E em torno desses perversos traidores adensa-se a multidão de tolos que gostam de saborear pelos ouvidos o prazer sensual das palavras de vida efêmera.
A tolerância ganha terreno. Cada dia nos trazem os jornais notícias de novos amolecimentos. Amanha ou depois, quando alguém reclamar, dirão que são os jornais que deturpam as notícias vindas de Roma. Mas então seria o caso de perguntar: não sabem em Roma os monsenhores que os jornais são assim feitos? Por que então multiplicar os departamentos de contato com a imprensa para distribuir notas e mais notas sem proveito nenhum para ninguém? Por que arrastar a Igreja para a atoarda das palavras de vida efêmera?
O resultado de tamanha confusão e tamanho alvoroço de publicidade é o que não podia deixar de ser: atordoamento para as palavras de vida eterna, obnubilação para o luzeiro que nos indica o caminho da Casa do Pai. Abastecedores do Inferno, os traidores da Igreja se apresentam como homens bondosíssimos, muito mais bondosos do que Nosso Senhor Jesus Cristo, que ousou falar em guerra, atreveu-se a elogiar um militar, não hesitou em usar o chicote, e a Judas que lamentava o esbanjamento triunfalista do óleo perfumado, dizendo que seria melhor vendê-lo e distribuir o dinheiro pelos pobres, respondeu dando razão ao desperdício e dizendo que pobres sempre os teremos…

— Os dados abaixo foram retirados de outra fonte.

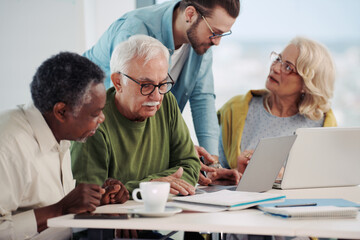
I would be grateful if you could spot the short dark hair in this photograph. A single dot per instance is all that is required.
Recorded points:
(64, 77)
(205, 7)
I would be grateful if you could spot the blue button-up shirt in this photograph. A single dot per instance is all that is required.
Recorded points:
(195, 82)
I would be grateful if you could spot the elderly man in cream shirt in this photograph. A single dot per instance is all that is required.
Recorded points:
(36, 181)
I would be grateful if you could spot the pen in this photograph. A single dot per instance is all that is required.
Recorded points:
(298, 205)
(202, 160)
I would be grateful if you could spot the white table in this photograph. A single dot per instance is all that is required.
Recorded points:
(248, 221)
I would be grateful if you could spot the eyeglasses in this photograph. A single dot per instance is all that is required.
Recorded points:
(148, 88)
(214, 35)
(286, 67)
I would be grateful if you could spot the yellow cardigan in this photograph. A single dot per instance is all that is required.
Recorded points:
(232, 118)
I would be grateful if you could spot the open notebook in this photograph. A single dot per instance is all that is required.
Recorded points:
(224, 200)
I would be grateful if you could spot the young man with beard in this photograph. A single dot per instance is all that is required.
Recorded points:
(188, 28)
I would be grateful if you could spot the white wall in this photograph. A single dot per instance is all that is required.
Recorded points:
(33, 30)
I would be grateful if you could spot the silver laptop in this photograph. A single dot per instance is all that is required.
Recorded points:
(268, 158)
(323, 157)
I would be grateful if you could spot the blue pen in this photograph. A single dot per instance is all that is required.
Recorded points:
(297, 205)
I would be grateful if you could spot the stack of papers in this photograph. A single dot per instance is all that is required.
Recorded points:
(224, 200)
(316, 208)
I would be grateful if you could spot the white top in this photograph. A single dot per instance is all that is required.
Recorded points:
(35, 171)
(178, 59)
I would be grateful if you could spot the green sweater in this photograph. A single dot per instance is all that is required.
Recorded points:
(133, 152)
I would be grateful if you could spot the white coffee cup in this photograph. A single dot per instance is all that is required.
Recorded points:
(154, 195)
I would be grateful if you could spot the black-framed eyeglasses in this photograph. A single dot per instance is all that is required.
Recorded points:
(214, 35)
(148, 88)
(286, 67)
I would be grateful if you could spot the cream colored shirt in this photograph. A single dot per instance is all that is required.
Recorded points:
(35, 171)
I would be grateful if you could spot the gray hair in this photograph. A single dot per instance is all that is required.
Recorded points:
(316, 67)
(139, 46)
(66, 77)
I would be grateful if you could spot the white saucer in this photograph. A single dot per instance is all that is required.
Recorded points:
(169, 211)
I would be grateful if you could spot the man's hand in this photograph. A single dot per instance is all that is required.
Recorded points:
(177, 185)
(115, 192)
(243, 160)
(85, 197)
(207, 160)
(224, 176)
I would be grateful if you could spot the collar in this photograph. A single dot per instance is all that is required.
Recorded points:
(41, 130)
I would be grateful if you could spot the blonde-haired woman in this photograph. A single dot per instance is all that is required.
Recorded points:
(298, 92)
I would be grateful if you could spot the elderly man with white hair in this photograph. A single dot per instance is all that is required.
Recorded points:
(144, 137)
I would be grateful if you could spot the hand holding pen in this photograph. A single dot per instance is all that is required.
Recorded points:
(205, 159)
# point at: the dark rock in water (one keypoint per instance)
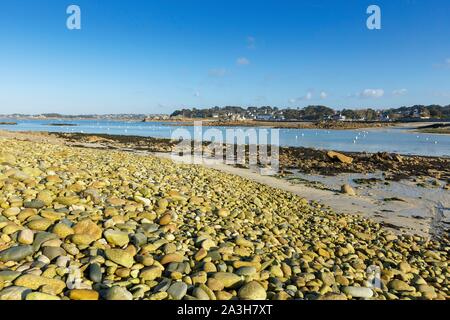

“Orai e vigiai, disse o Senhor na sua hora de Agonia. E uma das principais vigilâncias que Ele nos pede é a custódia das palavras de vida eterna, é a vigilância das verdades da Fé. Na Ceia, no Sermão de despedida, e no Jardim das Oliveiras Jesus nos suplicou oração e vigilância. No ponto mais baixo de seu aprofundamento no mundo, no nível mais humilde de seu advento de misericórdia Jesus nos suplica gemendo: “Ficai aqui comigo e velai, minh’alma está mortalmente triste”. E depois: “Não pudeste velar comigo uma hora!” Esse gemido, essa súplica de nossa companhia, de nossa vigília saída da mesma boca que nos legou palavras de vida eterna, continuam a ecoar nas abóbadas da Igreja, como gemidos da Esposa, até a consumação dos tempos da Misericórdia e da Paciência de Deus, até o advento da Majestade de Deus. E então a voz do trovão e de abismo encherá o orbe:
“Já que bateste mãos e pés, e que vos saciaste de prazer vendo os males da terra: Eu estenderei a mão sobre vós, e vos entregareis como cativo às nações, e vos farei passar o fio da espada, e apagarei vosso nome entre os nomes dos povos, e vos exterminarei sobre a face da terra, e vos reduzirei a pó. E ENTÃO SABEREIS QUE SOU EU O SENHOR” (Ez 25, 1-7).
(Editorial da Revista Permanência, ano IV, N° 28-29, Janeiro-Fevereiro de 1971.)